On Wednesday, Bernie Sanders had lunch at the Chieftain, a cozy pub near the San Francisco Chronicle. In days gone by, it served as a lunch spot for parched journalists. Earlier, Sanders had addressed a rally in San Jose; he had another scheduled in Vallejo, California, that night. When he exited the Chieftain by a back door onto Howard Street, passers-by shouted out his name.
A man who hailed Sanders as his "hero" asked the Democratic presidential hopeful to pose for a photo. There were more selfies with more fans who could not believe their luck in stumbling upon a potential president. No jacket, no tie, two pens in his shirt pocket, Sanders took his time heading toward the motorcade.
I had raced down Fifth Street to catch the scene. After all, how often do San Franciscans have a chance to see one of the three top remaining candidates in a presidential race mingling with strangers? Supporters didn't have to pay $250 to $27,000 for a ticket that would put them in a banquet hall with front-running Democratic presidential candidate Hillary Clinton. Clinton also has held some rallies open to the public and free, but her modus operandi is hardly strictly grass-roots.

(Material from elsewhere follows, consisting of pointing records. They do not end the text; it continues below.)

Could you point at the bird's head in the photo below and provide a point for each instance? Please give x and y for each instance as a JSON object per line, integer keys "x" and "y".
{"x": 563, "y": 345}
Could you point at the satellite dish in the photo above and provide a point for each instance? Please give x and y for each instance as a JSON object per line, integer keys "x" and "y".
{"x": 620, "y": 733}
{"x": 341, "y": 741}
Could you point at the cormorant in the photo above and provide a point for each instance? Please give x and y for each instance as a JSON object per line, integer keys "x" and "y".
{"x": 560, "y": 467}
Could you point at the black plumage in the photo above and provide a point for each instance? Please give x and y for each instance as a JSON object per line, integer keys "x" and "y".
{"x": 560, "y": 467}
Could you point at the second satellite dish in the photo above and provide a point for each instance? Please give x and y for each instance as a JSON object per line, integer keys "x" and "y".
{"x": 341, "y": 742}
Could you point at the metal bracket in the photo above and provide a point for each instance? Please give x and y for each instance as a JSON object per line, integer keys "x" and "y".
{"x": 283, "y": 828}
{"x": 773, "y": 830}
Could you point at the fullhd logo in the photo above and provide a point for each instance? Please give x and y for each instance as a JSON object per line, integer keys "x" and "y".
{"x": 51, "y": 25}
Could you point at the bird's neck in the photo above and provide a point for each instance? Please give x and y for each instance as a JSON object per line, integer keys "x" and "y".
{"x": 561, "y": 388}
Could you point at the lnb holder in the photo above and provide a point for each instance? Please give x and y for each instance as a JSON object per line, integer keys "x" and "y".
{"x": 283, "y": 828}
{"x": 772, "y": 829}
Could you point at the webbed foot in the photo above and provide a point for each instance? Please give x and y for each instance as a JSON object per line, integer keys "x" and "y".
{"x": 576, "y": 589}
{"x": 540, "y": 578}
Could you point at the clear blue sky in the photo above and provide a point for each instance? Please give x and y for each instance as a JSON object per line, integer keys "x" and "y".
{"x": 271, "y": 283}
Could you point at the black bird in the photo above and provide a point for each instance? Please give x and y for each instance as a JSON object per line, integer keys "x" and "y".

In those few moments, it was easy to see why Sanders has caught on with young voters. As Sanders told Chronicle staff writer Joe Garofoli on Wednesday, "if you want a candidate who is out working and speaking with people rather than hanging out raising money from millionaires, I think the choice is pretty clear."
The choice between Sanders and Clinton is stark: Rumpled versus professionally styled. Poll-defying versus poll-tested. "One of the poorer members of the U.S. Senate" versus one half of a $111 million-net-worth couple. Insurgency versus establishment. Enthusiasts versus operatives.
At the Chronicle editorial board this month, Sanders was personable, but he was disappointing on substance. And it had happened before.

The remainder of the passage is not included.